Cette formulation implique que les États-Unis ont renversé les talibans parce qu’ils « ont refusé de livrer des terroristes comme Oussama ben Laden ». Cependant, outre le fait que les talibans ont signalé qu’ils pourraient être disposés à extrader le chef d’Al-Qaïda en octobre 2001, selon un ancien chef des services de renseignement saoudiens (LA Times, 04/11/01), les talibans ont déclaré en 1998 qu’ils remettre Ben Laden à l’Arabie saoudite, proche allié des États-Unis ; Le responsable du renseignement saoudien a déclaré que les talibans ont reculé après que les États-Unis ont tiré des missiles de croisière sur un camp apparent de Ben Laden en Afghanistan et une usine pharmaceutique au Soudan, à la suite d’attaques contre les ambassades américaines au Kenya et en Tanzanie attribuées à Al-Qaïda.

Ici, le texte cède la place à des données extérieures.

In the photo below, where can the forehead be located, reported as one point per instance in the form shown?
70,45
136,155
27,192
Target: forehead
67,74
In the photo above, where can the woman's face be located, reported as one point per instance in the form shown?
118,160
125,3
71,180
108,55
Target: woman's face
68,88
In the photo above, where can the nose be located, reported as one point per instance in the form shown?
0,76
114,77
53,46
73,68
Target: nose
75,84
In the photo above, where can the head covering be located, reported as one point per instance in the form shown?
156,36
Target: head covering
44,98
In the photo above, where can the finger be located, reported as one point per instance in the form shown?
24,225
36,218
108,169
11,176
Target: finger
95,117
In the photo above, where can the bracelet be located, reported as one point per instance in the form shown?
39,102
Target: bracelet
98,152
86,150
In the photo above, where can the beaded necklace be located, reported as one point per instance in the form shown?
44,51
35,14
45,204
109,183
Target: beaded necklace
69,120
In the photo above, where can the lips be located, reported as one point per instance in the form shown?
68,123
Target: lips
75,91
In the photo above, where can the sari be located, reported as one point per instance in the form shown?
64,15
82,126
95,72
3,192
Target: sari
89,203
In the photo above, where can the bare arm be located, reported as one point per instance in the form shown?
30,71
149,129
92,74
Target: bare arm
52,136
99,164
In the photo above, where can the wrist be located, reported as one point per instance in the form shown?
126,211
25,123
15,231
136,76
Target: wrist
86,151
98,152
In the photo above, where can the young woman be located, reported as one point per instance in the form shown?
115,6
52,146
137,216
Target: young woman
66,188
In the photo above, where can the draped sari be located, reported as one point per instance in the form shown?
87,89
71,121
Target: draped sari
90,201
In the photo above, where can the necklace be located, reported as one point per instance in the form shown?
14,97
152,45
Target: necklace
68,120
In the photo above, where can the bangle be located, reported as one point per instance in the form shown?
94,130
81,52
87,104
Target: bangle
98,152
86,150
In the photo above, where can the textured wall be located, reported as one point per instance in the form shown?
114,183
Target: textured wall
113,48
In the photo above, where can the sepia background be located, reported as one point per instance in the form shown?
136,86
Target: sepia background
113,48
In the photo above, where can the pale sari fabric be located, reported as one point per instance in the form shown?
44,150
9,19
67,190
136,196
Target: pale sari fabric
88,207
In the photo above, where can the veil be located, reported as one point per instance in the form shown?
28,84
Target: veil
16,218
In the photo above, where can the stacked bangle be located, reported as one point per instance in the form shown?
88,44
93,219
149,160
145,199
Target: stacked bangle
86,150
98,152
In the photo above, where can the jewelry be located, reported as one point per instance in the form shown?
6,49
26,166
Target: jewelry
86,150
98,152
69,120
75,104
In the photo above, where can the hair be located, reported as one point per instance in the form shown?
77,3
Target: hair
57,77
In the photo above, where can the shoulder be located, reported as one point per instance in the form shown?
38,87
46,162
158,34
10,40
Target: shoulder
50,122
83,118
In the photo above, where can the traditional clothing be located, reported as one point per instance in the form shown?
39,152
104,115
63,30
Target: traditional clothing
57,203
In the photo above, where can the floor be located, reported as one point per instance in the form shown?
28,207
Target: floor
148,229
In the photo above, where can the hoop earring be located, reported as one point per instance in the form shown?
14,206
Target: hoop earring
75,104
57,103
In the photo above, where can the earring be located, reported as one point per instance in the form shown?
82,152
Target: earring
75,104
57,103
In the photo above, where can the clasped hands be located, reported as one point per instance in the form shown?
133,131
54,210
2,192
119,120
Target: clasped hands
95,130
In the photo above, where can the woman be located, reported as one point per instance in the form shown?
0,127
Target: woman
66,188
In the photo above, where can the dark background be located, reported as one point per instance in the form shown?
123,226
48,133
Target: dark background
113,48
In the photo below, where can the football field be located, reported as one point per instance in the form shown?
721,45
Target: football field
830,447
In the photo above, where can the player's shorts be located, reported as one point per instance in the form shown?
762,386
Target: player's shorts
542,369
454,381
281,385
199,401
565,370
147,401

Les médias n’ont donc pas informé leurs lecteurs que, si les États-Unis avaient poursuivi les négociations pour l’extradition de Ben Laden, les Afghans auraient pu échapper à 20 ans de guerre dévastatrice. Que les planificateurs américains aient pu élaborer leurs politiques sur l’Afghanistan en tenant compte de la vaste richesse en ressources et de la position stratégique du pays – et il y a des preuves qu’ils l’ont fait (In These Times, 01/08/18) – n’est pas une perspective que les éditoriaux ont choisi de partager avec leurs lecteurs. L’idée que les États-Unis n’ont pas le droit de décider qui gouverne les autres pays n’est pas non plus.
L’oubli technique de la guerre américaine en Afghanistan, s’il n’est pas contesté, facilitera la conduite de la prochaine.